Nos ayudan a entenderlo dos episodios que sucedieron antes de que Teresa
entrara en el monasterio.
El primero se refiere al día que
le cambió la vida, la Navidad de 1886, cuando Dios obró un milagro en su
corazón. A Teresa le quedaban poco para cumplir 14 años. Siendo la hija más
pequeña, en casa era mimada por todos, pero no "malcriada". Al volver
de la Misa de medianoche, el padre, muy cansado, no tenía ganas de asistir a la
apertura de los regalos de la hija y dijo: «¡Menos mal que es el último año!»,
porque a los 15 ya no se hacía. Teresa, de carácter muy sensible y propensa a
las lágrimas, se sintió mal, subió a su habitación y lloró. Pero rápido se
repuso de las lágrimas, bajó y llena de alegría, fue ella la que animó al
padre. ¿Qué había pasado?
Que, en esa noche, en la que
Jesús se había hecho débil por amor, ella se volvió fuerte de ánimo: en pocos
instantes había salido de la prisión de su egoísmo y de su lamento; empezó a
sentir que “la caridad le entraba en el corazón, con la necesidad de olvidarse
de sí misma (cfr Manuscrito A, 133-134).
Desde entonces dirigió su celo a
los otros, para que encontraran a Dios y en vez de buscar consolación para sí
se propuso «consolar a Jesús, hacerlo amar por las almas», porque –anotó
Teresa– «Jesús está enfermo de amor […] y la enfermedad del amor sólo se cura
con amor» (Carta a Marie Guérin, julio de 1890). Este es el propósito de todas
sus jornadas: «hacer amar a Jesús» (Carta a Céline, 15 de octubre de 1889),
interceder por los otros para que amen a Jesús. Escribió: «Quisiera salvar las
almas y olvidarme por ellos: quisiera salvarles también después de mi muerte» (Carta
al P. Roullan, 19 marzo 1897).

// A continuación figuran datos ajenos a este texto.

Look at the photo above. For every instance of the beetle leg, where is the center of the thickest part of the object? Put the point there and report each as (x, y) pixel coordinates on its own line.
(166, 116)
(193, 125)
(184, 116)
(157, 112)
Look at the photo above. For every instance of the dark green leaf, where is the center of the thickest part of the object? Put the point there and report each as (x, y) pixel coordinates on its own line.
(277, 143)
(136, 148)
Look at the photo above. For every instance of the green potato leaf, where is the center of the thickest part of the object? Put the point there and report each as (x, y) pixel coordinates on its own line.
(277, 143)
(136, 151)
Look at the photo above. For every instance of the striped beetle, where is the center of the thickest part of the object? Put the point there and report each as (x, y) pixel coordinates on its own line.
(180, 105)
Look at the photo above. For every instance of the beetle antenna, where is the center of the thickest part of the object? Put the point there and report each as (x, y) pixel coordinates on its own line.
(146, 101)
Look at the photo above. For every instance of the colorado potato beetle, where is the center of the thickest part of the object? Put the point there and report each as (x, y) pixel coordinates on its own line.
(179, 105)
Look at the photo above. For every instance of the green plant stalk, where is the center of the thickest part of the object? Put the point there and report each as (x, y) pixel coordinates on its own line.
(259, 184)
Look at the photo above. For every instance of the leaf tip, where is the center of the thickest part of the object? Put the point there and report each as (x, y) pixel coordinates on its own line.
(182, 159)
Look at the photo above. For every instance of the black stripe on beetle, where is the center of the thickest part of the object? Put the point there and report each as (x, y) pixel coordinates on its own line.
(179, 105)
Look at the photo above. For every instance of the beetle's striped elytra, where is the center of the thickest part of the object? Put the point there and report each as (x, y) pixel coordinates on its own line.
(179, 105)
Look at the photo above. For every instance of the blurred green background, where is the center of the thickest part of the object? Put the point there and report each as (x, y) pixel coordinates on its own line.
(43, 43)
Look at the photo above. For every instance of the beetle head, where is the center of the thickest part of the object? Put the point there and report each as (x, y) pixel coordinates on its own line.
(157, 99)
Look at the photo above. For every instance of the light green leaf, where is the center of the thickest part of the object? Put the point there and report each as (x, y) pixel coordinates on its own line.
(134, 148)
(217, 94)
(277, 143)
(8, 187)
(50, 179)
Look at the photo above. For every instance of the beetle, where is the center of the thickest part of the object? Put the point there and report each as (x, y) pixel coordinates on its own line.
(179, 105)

En más de una ocasión dijo: «Pasaré mi cielo
haciendo el bien en la tierra». Este fue el primer episodio que le cambió la
vida a 14 años.
Su celo estaba dirigido sobre
todo a los pecadores, a los “alejados”. Lo revela el segundo episodio. Teresa
supo de un criminal condenado a muerte por crímenes horribles, Enrico Pranzini,
considerado culpable del brutal homicidio de tres personas, estaba destinado a
la guillotina, pero no quiso recibir el consuelo de la fe.
Teresa lo tomó muy en serio e
hizo todo lo que pudo: reza de todas las formas por su conversión, para que el
que, con compasión fraterna, llama «pobre desgraciado Pranzini», tenga un
pequeño signo de arrepentimiento y haga espacio a la misericordia de Dios, en
la que Teresa confía ciegamente. Tuvo lugar la ejecución.

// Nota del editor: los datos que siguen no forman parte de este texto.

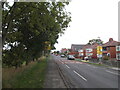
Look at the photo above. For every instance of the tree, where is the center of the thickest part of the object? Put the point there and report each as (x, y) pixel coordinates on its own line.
(27, 26)
(93, 41)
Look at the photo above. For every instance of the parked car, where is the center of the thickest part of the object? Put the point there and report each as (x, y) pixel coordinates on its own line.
(70, 57)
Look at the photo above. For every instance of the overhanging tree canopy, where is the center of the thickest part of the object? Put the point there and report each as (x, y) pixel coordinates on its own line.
(27, 25)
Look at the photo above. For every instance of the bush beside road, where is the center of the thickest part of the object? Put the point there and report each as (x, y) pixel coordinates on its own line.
(31, 76)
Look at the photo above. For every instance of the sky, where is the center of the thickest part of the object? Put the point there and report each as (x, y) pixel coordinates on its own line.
(90, 19)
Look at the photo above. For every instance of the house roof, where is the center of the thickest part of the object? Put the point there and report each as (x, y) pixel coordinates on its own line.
(111, 42)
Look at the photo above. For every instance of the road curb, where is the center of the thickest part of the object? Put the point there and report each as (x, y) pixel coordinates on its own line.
(62, 76)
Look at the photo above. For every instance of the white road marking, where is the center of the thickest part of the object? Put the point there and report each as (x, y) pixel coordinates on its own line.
(67, 66)
(112, 72)
(79, 75)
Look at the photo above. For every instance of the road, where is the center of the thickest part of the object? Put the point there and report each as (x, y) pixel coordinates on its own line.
(83, 75)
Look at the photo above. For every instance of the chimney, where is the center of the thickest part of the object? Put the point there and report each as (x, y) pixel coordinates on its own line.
(110, 39)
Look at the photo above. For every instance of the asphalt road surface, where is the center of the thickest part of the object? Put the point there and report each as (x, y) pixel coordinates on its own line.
(83, 75)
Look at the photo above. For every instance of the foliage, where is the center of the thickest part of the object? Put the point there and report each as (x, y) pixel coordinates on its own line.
(93, 41)
(105, 57)
(28, 25)
(31, 76)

Al día siguiente Teresa leyó en
el periódico que Pranzini, poco antes de apoyar la cabeza en el patíbulo, «se
volvió, cogió el crucifijo que le presentaba el sacerdote ¡y besó por tres
veces sus llagas sagradas!». La santa comenta: «Después su alma voló a recibir
la sentencia misericordiosa de Aquel que dijo que habrá más alegría en el cielo
por un solo pecador que se convierta que por los noventa y nueve justos que no
necesitan convertirse» (Manuscrito A, 135).
¡Hermanos y hermanas! Esta es la
fuerza de la intercesión movida por la caridad, este es el motor de la misión.

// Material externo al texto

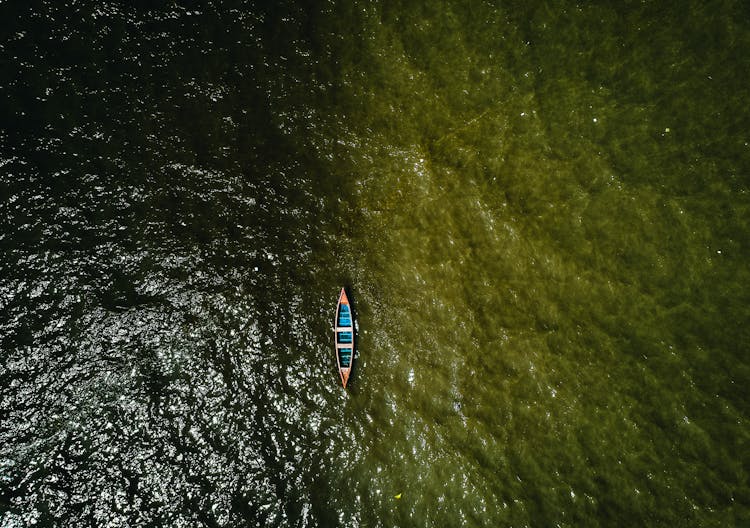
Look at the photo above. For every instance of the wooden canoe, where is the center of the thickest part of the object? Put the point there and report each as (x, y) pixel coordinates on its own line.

De hecho, los misioneros, de los que Teresa es patrona, no son sólo los que
hacen mucho camino, aprenden lenguas nuevas, hacen obras de bien y son muy
buenos anunciando; no, misionero es cualquiera que vive, donde se encuentra,
como instrumento del amor de Dios; es quien hace de todo para que, a través de
su testimonio, su oración, su intercesión, Jesús pase.
Este es el celo apostólico que,
recordemos siempre, no funciona nunca por proselitismo o por constricción,
sino por atracción: uno no se vuelve cristiano porque sea forzado por
alguien, sino porque es tocado por el amor.
La Iglesia, antes que muchos
medios, métodos y estructuras, que a veces distraen de lo esencial, necesita
corazones como el de Teresa, corazones que atraen al amor y acercan a Dios.
Pidamos a la santa -tenemos aquí sus reliquias- la gracia de superar nuestro
egoísmo y la pasión de interceder para que Jesús sea conocido y amado.